Toen ik mij vorig jaar tot mijn schrik bleek te hebben ingeschreven voor een iets langer loopje in de bergen, waren het nog niet eens de kilometers (te veel) en de hoogtemeters (veel te veel) waar ik me druk om maakte. Nee, ik maakte me vooral zorgen om dat D+ dat op de website vermeld werd. Bij bergtochten had ik mij nooit gewaagd, en zou ik mij ook niet durven wagen, aan tochten die hoger gewaardeerd werden dan PD – peu difficile, terwijl ik me liever nog beperkte tot F – facile. Ik heb te weinig vertrouwen in mijzelf om aan tochten te beginnen die met D gewaardeerd worden, laat staan als er dan ook nog een + achter staat. Hoe zou ik die waardering D+ bij een bergloop moeten interpreteren? Heb ik niet een veel te lastige loop uitgezocht? Maar hoe ervaren in lastig terrein zijn al die andere hardlopers die meedoen dan?

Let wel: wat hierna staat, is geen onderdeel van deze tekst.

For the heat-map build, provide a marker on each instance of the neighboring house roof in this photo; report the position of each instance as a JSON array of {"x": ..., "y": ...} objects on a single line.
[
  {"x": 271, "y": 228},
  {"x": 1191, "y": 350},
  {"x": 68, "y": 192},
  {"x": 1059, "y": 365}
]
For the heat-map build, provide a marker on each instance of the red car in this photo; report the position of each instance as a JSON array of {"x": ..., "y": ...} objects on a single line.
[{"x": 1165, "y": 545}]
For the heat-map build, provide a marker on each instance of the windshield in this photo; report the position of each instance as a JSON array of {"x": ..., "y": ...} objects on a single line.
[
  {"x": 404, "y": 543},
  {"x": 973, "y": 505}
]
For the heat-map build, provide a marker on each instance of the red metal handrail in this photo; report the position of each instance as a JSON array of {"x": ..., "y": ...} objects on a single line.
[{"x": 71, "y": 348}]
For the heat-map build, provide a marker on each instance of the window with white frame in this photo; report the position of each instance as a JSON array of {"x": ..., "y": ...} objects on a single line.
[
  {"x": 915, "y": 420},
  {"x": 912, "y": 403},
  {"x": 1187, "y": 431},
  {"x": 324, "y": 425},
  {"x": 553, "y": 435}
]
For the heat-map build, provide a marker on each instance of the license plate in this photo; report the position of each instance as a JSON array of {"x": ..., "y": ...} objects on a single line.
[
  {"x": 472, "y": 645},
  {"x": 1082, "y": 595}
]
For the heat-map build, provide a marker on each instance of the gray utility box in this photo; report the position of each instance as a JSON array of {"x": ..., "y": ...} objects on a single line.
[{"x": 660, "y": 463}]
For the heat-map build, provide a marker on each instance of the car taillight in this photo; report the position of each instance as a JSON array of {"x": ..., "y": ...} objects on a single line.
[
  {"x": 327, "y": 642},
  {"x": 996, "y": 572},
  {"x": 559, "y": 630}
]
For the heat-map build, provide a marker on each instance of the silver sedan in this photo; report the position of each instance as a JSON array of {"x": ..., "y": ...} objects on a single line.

Later leerde ik het berg- en traillopersjargon wat beter kennen en begreep ik dat de D hier niet voor difficile staat, maar voor dénivelée, en dat het plusje aangeeft dat alleen de stijgende meters worden vermeld – er schijnen ook loopjes te zijn waar de stijg- en daalmeters vrolijk bij elkaar worden opgeteld om aan een beetje respectabel aantal te komen. Nog weer later, tijdens het bewuste loopje namelijk, kwam ik erachter dat dat D+ niet eens zozeer het probleem was, maar dat diezelfde meters D- pas echt lastig waren. Mijn arme bovenbenen! En toen had ik nog driekwart te gaan…
Voor komende zomer staat een loopje gepland waarbij het aantal meters D+ nog wat hoger is. Inmiddels weet ik dat ik daar niet te licht over moet denken. Tuurlijk, omhoog zal het veel wandelen worden, zodat het tempo laag zal liggen en ik er lang over zal doen, maar, iets wijzer dan vorig jaar, vrees ik vooral de afdalingen. Gisteren, op een doordeweekse dinsdagochtend, deed ik mijn eerste heuveltraining in Middenduin. Ik moet er even voor op de fiets, wat vervelend is voor een gemakzuchtig loper als ik nu eenmaal ben, maar daar krijg ik dan bos, een zachte en oneffen ondergrond en vooral een mooie heuvel voor terug. Aan een kant steil omhoog (redelijk steil dan hè, we zijn natuurlijk niet in de Alpen), bovenop een glooiend stuk, aan de andere kant een wat langere helling weer naar beneden. Mooi trainingsgebied. Dat vinden ook heel veel andere lopers, zo bleek. Het kon nog weleens druk worden, in de bergen.
Je hebt wel weer wat moois uitgezocht: 8600 meter omhoog?!
Maar goed, daar mag je dan ook wel een aantal kilometers over doen, hihi.
Ik ben benieuwd. Het lijkt me heel leuk… om je verslag na afloop te lezen! 🙂
Herkenbaar dat gemis aan heuvelparcours… ik loop altijd alle op en afritten van dijken, bruggen, geluidswallen etc. om toch zo wat aan die spieren te doen. Alle beetjes helpen volgens mij. Interessant die letters…. ik weet daar helemaal niks van.